Details are sketchy on how so many customer accounts could have been hit by the attacks, much less how much money has been lost over the last three days when the issue was discovered.
Local banks including Citibank, HSBC, Lloyds TSB, National Bank of Abu Dhabi and Emirates NBD now have all issued public warning statements to their customers.
The fact that so many local banks are involved reveals that the problem is widespread and probably is a lot worse than what the banks are currently disclosing.
Various reports in the media say that fraudulent withdrawals both inside and outside the UAE have already been recorded.
Since yesterday, a large number of local banks have taken the highly unusual step of advising customers to change their PINs as an added security precaution. Those banks are issuing text message alerts to customers on the issue, while greatly emphasizing that anti-fraud systems have the problem under control.

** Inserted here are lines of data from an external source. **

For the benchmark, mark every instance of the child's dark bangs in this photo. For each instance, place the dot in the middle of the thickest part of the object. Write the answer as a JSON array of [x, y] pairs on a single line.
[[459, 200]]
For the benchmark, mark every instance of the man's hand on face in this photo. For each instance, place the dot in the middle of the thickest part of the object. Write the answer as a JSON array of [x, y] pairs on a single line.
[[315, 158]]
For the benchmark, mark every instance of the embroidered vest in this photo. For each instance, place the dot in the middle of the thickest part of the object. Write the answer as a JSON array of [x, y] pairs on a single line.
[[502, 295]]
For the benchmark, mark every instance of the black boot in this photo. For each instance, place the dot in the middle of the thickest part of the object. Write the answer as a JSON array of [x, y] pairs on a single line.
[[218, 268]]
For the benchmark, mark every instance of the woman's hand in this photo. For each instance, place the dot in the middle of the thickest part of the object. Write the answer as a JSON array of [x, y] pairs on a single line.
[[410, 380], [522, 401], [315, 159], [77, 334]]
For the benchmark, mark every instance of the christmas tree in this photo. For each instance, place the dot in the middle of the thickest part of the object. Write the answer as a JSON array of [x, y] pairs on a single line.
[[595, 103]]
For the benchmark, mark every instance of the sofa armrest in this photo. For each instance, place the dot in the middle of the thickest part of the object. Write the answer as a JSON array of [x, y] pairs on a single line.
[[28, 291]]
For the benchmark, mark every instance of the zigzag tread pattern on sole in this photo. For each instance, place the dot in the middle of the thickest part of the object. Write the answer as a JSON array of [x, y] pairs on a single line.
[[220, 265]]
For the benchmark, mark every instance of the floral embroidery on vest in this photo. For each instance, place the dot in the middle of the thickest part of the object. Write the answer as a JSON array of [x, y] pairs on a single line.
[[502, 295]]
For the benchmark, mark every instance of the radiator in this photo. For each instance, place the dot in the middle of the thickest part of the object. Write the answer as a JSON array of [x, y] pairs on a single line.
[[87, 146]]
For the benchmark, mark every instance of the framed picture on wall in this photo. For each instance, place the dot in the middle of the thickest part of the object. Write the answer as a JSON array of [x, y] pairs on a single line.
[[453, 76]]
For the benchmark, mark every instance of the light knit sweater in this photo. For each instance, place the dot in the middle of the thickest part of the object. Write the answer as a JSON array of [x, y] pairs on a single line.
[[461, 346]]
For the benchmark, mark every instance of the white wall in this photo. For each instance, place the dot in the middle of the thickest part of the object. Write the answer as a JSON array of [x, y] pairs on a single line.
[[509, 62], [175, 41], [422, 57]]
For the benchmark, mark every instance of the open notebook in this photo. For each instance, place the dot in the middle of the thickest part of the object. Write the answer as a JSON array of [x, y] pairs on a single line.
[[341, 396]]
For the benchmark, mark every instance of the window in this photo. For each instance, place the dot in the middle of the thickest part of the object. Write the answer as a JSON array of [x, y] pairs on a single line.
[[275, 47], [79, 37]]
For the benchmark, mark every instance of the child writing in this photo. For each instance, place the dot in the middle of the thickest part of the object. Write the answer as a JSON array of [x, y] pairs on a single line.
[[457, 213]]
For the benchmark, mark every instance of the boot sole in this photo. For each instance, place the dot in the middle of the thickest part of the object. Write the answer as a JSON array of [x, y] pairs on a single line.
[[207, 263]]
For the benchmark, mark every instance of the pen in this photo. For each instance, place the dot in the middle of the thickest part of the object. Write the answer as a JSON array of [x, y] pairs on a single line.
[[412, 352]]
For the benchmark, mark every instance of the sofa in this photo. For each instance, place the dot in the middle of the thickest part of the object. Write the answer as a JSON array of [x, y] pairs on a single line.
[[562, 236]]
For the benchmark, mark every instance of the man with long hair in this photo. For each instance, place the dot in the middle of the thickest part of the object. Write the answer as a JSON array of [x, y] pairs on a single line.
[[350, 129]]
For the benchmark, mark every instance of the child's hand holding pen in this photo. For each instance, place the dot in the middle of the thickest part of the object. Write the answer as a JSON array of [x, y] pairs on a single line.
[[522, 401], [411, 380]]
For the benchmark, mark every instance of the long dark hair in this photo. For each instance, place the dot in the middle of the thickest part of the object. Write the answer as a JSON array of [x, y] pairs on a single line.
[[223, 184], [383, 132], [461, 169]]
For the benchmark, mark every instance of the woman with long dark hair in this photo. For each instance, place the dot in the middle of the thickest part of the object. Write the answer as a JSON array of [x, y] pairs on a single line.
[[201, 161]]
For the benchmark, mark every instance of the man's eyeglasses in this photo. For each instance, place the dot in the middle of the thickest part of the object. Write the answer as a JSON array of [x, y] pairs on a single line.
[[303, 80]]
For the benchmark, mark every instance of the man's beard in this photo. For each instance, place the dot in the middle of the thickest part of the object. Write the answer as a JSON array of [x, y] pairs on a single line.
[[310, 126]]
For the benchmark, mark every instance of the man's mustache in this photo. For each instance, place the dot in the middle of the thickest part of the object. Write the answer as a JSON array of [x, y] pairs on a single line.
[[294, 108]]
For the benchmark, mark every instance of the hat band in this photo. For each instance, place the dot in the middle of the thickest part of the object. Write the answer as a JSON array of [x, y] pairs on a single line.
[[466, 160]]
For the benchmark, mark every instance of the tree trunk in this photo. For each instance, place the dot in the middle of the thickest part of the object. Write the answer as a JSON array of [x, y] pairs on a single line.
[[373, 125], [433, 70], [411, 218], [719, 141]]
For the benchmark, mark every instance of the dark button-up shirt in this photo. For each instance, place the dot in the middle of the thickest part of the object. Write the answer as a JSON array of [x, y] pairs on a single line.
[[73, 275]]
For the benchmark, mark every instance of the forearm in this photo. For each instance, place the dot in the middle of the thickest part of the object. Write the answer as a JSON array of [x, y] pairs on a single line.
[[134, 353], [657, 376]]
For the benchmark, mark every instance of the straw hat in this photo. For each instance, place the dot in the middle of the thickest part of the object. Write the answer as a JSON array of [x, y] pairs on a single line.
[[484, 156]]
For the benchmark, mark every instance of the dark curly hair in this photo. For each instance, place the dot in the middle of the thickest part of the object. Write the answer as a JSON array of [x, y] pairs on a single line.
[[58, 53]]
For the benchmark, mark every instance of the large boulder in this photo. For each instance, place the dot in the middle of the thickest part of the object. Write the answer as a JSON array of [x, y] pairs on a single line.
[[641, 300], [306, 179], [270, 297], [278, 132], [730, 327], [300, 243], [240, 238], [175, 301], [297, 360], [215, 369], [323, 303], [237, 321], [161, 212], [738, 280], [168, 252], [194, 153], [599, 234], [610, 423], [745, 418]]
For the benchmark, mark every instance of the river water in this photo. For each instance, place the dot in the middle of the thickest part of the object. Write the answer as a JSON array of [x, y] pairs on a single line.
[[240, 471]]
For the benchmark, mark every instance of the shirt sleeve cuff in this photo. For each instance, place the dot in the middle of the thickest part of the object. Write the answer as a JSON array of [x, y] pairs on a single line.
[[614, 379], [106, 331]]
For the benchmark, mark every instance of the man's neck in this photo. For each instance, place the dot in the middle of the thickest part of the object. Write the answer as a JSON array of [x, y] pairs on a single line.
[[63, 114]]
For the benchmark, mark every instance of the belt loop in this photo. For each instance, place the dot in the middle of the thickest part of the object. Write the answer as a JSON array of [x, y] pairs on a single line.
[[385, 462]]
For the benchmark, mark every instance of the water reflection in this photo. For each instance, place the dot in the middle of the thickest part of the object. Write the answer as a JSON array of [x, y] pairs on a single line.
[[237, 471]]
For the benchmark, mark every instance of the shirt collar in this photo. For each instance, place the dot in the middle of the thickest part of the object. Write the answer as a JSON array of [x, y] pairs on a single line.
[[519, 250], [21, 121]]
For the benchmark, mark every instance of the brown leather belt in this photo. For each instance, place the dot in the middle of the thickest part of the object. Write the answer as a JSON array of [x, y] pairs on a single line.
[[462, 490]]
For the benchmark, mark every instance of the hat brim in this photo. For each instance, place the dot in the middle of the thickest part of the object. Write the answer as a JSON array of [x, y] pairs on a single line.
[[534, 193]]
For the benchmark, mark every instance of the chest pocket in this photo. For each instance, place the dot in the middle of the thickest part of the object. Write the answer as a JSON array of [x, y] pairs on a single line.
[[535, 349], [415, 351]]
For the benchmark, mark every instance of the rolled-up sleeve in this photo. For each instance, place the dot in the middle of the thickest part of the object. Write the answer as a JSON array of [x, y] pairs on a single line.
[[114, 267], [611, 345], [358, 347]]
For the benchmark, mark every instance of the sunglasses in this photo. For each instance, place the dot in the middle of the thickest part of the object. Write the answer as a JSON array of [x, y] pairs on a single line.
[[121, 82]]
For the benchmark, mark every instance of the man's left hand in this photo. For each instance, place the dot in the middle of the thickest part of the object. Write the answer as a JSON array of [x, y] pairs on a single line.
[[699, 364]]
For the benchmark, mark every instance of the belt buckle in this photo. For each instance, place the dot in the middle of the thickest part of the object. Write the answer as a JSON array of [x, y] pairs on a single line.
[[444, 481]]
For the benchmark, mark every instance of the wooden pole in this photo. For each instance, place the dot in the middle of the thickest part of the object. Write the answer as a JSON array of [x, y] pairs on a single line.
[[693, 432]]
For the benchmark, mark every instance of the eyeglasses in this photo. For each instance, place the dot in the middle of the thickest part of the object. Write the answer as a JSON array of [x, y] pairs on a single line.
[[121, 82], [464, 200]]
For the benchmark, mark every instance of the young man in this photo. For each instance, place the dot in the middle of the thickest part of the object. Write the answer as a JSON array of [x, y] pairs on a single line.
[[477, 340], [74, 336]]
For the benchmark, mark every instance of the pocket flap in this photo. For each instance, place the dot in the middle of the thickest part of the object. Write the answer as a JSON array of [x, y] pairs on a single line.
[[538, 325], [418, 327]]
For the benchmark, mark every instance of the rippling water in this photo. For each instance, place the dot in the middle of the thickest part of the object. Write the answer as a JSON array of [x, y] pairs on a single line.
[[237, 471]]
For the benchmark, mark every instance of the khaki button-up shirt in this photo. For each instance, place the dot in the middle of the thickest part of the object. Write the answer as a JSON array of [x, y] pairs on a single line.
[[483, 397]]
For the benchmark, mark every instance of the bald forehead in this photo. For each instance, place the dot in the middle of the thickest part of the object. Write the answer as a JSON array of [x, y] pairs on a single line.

Some security observers don't agree.
Preliminary investigations suggest that thieves illegally accessed various details and PINs after rigging cash machines with card skimmers. Other reports raise the dark spectre that the bank's internal security systems have been badly compromised.
Bank users have been assured that they will be reimbursed in full for any losses they may have suffered.
Since the incident, some banks have since frozen the accounts of customers who have failed to change their PINs, causing chaos, UAE paper The National reports.
Additionally, Dubai Bank temporarily suspended international use of all its ATM machines. In all, it says only forty-two customers were affected, all of whom have already been re-imbursed, the bank claims.
A statement from the National Bank of Abu Dhabi, which seems typical of those issued by the banks, say that the investigation is ongoing and that authorities have full control on the issue.